Patrimoniale, i dipendenti del Comune esigono garanzie
Irritati per non essere stati coinvolti per tempo, i rappresentanti sindacali non esitano a far tintinnare le sciabole: si teme un'"esternalizzazione" senza regole
La nuova società patrimoniale di cui si è avviato l’iter in consiglio comunale pochi giorni or sono mette subito sul piede di guerra il personale di Palazzo Gilardoni. Già confrontate con una situazione di cronica insufficienza di organico dopo i brutali "tagli" della gestione leghista, e con alcune questioni economiche aperte – ad esempio sapere a quanto ammonta il fondo di produttività per il 2007 – le rappresentanze sindacali hanno tenuto nella mattinata di venerdì una conferenza stampa. Al centro, le preoccupazioni dei dipendenti comunali per le modalità di quella che viebne vista in prospettiva come un’esternalizzazione – anche se chi la propone nega con forza che questo termine sia applicabile. Si tratta comunque della cessione di tutta una serie di servizi, oltre che della gestione del patrimonio, con il relativo personale, ad una società, una srl (Ba Global Services il nome, per ora), formalmente di diritto privato ma vincolata nel modo più stretti agli indirizzi e al controllo del consiglio comunale.
Del progetto i lavoratori sono stati messi a parte solo tramite la stampa, tramite qualche consigliere comunale o assistendo direttamente all’ultima seduta del consiglio. Il metodo non è piaciuto. «Farioli aveva promesso che in caso di esternalizzazioni o simili saremmo stati debitamente informati e coinvolti per tempo» osserva Fiorella Barbante, rappresentante nella Rsu per la Cgil. «Può essere che ci preoccupiamo troppo, e spero che sia così: ma i problemi sul tappeto sono ancora tanti. All’amministrazione chiederemo quante asunzioni pensano di poter fare, quanti precari si potranno stabilizzare anche nel 2008 (dopo quelli "sistemati" di recente) e soprattutto quali servizi di preciso il Comune passerà alla patrimoniale».

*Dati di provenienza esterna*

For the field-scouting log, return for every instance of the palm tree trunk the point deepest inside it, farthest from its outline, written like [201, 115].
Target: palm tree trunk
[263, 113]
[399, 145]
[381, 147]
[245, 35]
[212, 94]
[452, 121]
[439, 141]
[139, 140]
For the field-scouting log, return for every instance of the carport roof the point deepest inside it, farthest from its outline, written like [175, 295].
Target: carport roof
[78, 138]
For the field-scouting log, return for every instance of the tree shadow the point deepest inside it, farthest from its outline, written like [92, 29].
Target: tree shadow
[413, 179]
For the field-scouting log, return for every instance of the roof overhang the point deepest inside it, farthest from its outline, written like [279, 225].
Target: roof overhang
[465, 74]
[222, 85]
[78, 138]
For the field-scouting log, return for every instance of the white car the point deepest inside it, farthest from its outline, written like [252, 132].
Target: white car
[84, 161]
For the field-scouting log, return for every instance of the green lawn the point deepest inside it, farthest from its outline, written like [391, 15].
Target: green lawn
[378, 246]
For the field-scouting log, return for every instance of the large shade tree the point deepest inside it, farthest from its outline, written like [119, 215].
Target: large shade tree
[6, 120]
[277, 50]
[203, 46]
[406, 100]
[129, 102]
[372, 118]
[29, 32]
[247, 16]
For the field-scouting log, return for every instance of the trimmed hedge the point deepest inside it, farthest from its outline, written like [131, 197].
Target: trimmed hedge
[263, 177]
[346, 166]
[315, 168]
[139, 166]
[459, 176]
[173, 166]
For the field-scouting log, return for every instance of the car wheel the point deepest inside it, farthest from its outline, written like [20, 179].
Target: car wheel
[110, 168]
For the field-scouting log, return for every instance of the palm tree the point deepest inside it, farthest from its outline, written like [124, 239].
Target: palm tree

Va giù duro Fausto Sartorato di SdL-Intercategoriale, che con Fabio Agatea di Al Cobas e Angiolino Liguori di Csa-Fadel ha esposto alla stampa locale i termini della questione. «Il Comune con una mano stabilizza i precari, con l’altra esternalizza» commenta acido. «Il mio sindacato è ideologicamente contrarioa questo tipo di operazioni: ciò non vuol dire che non se ne possa parlare, ma solo e soltanto nel contesto di garanzie precise. Che al momento non vediamo». Non finisce qui: anche l’affidamento della gestione del nido Speranza affidata a una cooperativa è giudicata «vergognosa» dal rappresentante di SdL, più che per la scelta in sè, per la scusa che sarebbe stata addotta per giustificarla: il rischio di una nuova ondata di precarizzazione… «Che è fenomeno onnipresente nel mondo delle cooperative, è ridicolo dire certe cose» aggiunge spietato il sindacalista. Morale: il clima torna caldo in Comune, e a gennaio si prevde un’assemblea plenaria dei dipendenti sul tema della patrimoniale, con il rischio di uno sciopero se l’amministrazione non provvederà a confrontarsi di persona con le Rsu. Resta caldissimo anche il fronte vigili, che Sartorato ben conosce: «sembra che abbiano appena deliberato un paio di assunzioni, dando seguito alla graduatoria emersa da un concorso dell’ottobre 2005… Ma non cambia molto,da quia d agosto altri due colleghi andranno in pensione». E si parla già di scioperare il giorno della Giöbia.